In questa settimana due distinti documenti sindacali, uno della CGIL e l’altro della UIL, hanno denunciato la gravità di un ente pubblico allo sfascio. Il nostro Comune. Quello di Cava de’ Tirreni, dal 2015 governato dal sindaco Servalli e da una maggioranza di centrosinistra.

Entrambi i sindacati hanno, per così dire, messo il dito nella piaga: un’organizzazione comunale disastrata e al limite del collasso. Una condizione catastrofica che pone in gravi difficoltà i dipendenti e in serio pericolo i servizi da erogare ai cittadini.

Al momento, per ragioni di spazio, tralasciamo il documento della UIL, riservandoci di parlarne eventalmente in futuro. Ci soffermiamo, invece, su quello della CGIL che fa luce su fatti e situazioni di cui in parte e genericamente avevamo già scritto.

Quella della CGIL è un’operazione di verità.

Lo è quando denuncia la “carenza di personale e i servizi scoperti, i carichi di lavoro esagerati e l’esasperazione dell’utenza a volte rivolta ai lavoratori”.

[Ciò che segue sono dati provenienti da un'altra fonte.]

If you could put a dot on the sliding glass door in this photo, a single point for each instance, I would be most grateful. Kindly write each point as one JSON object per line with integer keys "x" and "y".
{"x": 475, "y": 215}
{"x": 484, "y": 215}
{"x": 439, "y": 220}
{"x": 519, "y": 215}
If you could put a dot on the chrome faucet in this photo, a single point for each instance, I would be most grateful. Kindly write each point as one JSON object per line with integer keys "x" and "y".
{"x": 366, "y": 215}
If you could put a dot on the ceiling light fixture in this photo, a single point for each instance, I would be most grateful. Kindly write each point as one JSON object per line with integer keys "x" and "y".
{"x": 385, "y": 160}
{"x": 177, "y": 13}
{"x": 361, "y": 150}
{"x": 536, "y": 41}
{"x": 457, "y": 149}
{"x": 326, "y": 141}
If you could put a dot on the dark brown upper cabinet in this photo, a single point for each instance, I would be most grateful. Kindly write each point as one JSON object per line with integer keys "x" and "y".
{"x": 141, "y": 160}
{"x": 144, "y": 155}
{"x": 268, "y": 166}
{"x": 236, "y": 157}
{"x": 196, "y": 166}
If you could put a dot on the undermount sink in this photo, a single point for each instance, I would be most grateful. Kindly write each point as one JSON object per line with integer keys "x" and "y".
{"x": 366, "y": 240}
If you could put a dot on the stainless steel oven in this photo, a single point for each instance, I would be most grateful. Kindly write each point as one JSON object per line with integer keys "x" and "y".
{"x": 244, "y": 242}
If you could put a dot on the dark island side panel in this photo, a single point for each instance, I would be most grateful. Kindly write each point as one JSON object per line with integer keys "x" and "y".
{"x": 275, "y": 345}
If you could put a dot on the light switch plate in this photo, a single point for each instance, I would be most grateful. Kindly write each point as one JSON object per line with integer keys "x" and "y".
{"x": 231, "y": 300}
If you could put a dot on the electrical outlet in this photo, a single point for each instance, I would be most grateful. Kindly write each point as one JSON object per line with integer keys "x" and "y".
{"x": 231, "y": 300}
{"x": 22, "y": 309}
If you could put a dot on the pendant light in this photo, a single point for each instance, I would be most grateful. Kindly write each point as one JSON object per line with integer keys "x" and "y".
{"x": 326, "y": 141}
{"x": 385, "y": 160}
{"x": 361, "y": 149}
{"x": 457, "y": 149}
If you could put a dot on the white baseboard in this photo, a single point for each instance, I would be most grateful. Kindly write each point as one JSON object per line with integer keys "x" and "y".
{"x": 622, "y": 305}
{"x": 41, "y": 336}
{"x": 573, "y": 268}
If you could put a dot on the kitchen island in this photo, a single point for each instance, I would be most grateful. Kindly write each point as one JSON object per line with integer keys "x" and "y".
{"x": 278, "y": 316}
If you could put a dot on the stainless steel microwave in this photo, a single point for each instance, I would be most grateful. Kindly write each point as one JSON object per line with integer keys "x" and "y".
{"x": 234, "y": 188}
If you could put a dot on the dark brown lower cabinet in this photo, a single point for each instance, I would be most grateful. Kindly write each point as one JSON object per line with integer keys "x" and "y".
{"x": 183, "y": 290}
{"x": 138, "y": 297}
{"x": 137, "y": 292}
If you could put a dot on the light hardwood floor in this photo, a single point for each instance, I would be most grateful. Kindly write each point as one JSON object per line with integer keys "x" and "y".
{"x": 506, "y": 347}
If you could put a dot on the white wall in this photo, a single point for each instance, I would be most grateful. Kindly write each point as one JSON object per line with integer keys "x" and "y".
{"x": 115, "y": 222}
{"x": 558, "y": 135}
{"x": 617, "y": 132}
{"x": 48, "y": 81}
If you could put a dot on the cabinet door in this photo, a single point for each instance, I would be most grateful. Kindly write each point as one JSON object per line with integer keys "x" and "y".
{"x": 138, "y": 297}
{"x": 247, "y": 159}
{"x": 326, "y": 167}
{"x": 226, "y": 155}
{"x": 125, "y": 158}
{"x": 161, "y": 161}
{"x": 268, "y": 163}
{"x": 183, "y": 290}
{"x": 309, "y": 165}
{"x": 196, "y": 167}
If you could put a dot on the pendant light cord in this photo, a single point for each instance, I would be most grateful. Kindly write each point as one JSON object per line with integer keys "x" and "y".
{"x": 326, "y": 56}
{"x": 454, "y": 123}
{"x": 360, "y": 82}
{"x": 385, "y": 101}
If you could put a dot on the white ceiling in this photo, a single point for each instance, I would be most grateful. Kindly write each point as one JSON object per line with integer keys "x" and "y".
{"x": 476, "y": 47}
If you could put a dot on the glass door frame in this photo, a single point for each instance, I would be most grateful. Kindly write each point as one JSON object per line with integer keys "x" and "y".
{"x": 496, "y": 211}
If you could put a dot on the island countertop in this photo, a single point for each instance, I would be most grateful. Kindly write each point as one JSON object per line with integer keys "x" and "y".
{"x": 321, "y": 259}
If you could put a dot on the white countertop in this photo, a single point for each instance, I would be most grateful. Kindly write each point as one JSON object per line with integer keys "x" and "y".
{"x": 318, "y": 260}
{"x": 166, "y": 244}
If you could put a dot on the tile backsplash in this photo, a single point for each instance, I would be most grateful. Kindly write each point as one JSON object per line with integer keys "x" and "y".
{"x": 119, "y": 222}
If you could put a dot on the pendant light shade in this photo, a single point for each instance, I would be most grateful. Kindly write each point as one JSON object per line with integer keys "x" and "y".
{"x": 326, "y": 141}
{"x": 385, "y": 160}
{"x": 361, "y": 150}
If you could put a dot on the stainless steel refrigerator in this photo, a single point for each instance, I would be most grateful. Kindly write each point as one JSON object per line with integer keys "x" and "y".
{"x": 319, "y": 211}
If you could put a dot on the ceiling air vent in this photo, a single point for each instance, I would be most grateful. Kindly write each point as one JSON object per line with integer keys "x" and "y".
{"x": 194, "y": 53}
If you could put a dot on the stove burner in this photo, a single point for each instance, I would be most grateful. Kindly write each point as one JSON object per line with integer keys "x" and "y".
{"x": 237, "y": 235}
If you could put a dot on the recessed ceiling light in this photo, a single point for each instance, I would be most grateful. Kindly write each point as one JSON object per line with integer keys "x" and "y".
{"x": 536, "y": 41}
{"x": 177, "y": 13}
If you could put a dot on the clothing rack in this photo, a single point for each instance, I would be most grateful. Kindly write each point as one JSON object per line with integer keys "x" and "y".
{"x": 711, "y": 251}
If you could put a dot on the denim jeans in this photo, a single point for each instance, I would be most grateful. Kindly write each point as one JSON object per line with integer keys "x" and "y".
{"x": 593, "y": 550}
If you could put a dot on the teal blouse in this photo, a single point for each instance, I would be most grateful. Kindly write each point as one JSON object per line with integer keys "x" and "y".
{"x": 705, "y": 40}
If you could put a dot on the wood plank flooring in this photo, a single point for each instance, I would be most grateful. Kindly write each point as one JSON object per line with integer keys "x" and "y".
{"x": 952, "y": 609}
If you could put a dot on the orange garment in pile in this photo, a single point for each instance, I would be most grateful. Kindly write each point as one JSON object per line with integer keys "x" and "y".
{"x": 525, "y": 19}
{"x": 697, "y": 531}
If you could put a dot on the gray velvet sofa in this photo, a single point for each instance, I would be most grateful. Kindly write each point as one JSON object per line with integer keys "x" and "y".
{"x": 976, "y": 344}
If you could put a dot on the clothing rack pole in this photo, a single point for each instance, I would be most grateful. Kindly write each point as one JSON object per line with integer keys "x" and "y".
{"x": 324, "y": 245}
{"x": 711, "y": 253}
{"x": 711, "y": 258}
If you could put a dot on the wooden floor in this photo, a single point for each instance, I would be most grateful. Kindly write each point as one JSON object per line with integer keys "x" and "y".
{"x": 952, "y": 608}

Alcuni dati al riguardo, desunti dalla ricognizione annuale della dotazione organica, sono assai eloquenti. Nel 2017 il Comune di Cava de’ Tirreni contava in organico 538 dipendenti a tempo indeterminato full time. Oggi, a fine 2022, il numero di dipendenti in servizio a tempo indeterminato è sceso ad appena 265 unità, alcuni dei quali non sono neanche in full time. In altri termini, meno della metà. Insomma, quattro gatti rispetto alle incombenze complesse cui la macchina comunale è chiamata a dare risposte. Senza contare poi che, in questo numero risicato, sono compresi una novantina di dipendenti appartenenti alle categorie protette, immessi in pianta organica a dismisura e senza criterio, per non dire peggio.

Appare assai scontato, quindi, che i servizi comunali vadano in malora. Dalla pulizia e manutenzione delle strade e del cimitero alla biblioteca. Così come dalle diverse figure degli operai, ormai al lumicino, ai vigili urbani, rimasti in pochissimi. Tanto per esser chiari, è difficile vedere vigili urbani in giro per la città. E’ semplice la spiegazione. Non avendo il dono dell’ubiquità, non ce ne sono in servizio in numero sufficiente.

E’ un’operazione di verità quando la CGIL denuncia che “il parco risorse tecnologiche (pc e stampanti) è obsoleto e insufficiente e quotidianamente rallenta le attività”. Siamo, in questo, in una situazione di degrado, prossima al terzo mondo. Pensare che, fino a qualche anni fa, il nostro Comune continuava a rappresentare un modello. Anzi, era un punto di riferimento in quanto ad innovazione tecnologica del lavoro e dei servizi erogati.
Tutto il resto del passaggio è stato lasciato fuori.